How you construct this second point A + delta A depends upon the nature of your locus. In this example, A travels around a circle. So a point "arbitrarily close" to A can be thought of as a point just a little bit farther around the circle than A (for any position of A). On a circle, you can construct this point by rotating A by a small quantity. Drag A to verify that both A and A + delta A move together around the circle.
Once you've constructed the point A + delta A, repeat your original construction using the new point (A + delta A) instead of the old one (A). This will produce a new line, which is likely to be almost parallel to the original line. Intersect the two lines. Then construct the locus of the point of intersection as a function of A's motion around the circle. The result is the envelope.
Here are step-by-step instructions for the example construction, given a construction that begins with a circle c1, a point on circle A, a segment AB, and a perpendicular bisector to that segment we'll call C.
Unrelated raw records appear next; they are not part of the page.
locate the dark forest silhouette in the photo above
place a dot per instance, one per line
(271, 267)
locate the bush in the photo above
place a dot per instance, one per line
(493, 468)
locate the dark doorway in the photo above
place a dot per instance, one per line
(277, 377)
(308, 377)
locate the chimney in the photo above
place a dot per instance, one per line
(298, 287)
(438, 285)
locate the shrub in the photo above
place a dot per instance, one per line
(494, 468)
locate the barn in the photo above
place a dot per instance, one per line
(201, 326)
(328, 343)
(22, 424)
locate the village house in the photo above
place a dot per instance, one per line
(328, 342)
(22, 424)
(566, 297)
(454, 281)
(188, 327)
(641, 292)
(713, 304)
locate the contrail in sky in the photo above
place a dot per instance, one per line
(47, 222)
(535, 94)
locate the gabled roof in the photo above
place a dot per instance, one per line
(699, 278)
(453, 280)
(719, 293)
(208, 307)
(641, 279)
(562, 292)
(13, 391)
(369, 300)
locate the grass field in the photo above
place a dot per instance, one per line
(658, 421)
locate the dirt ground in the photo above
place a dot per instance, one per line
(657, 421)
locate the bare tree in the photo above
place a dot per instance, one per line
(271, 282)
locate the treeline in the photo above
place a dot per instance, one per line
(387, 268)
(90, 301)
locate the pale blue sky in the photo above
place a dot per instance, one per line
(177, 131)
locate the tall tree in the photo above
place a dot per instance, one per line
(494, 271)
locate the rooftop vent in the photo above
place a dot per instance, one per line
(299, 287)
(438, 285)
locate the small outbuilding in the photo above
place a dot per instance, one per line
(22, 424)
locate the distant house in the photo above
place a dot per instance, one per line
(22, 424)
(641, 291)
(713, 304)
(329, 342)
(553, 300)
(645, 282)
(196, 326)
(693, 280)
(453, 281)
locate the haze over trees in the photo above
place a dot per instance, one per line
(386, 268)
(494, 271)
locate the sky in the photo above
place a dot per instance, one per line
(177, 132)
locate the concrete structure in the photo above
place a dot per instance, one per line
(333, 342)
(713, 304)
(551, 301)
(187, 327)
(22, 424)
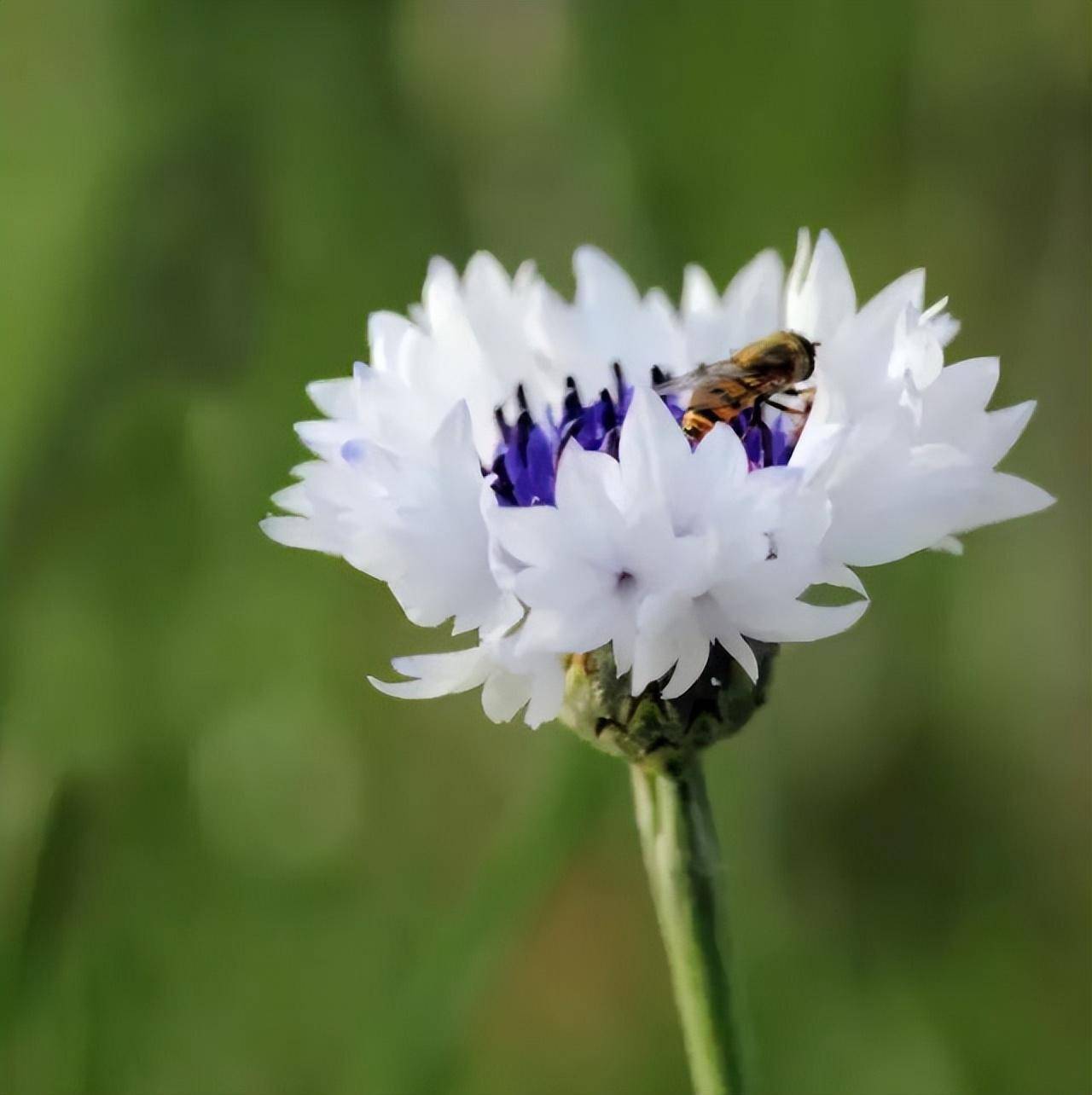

- Mark the center of the circle as the center of rotation. Select point A and rotate it by 5 degrees around the center of the circle to construct point A'.
- Draw segment A'B and construct its midpoint D. Construct the perpendicular bisector to A'B (a segment perpendicular to A'B passing through D).
- Intersect this perpendicular bisector through D with the original bisector through C.
- Call the intersection E. Construct the locus of E as A moves around the circle.
- If your locus is of a circle rather than a line, you'll have two points of intersection (between the two circles f(A) and f(A + delta A)) instead of one.
- If your locus' path is a line instead of a circle, translate (in the direction of the line) rather than rotate by a small quantity in order to locate point A + delta A.
- Because the two lines f(A) and f(A + delta A) are almost parallel, their point of intersection may well be far off-screen. However, you can count on it being selected immediately after you construct it, even if it's not visible. So you can avoid scrolling in step 6 if you simply shift-select point A and construct your envelope immediately after constructing the point of intersection.
- Alternatively, rather than rotate by 5 degrees, consider rotating by a marked angle QRS. When you construct A', set QRS to be a "wide angle"—say 45 degrees instead of 5. Construct the point A + delta A in this configuration (i.e., delta A = 45 degrees). Continue through steps 3–6 while using a "wide angle." Then, after you've constructed your envelope in step 6, close angle QRS to be only a degree or two. You may be surprised at how little impact the magnitude of delta A has on the appearance of your envelope.)
- When you're done, be sure to hide the secondary construction (point A', segment A'B, midpoint D, and the perpendicular bisector through D).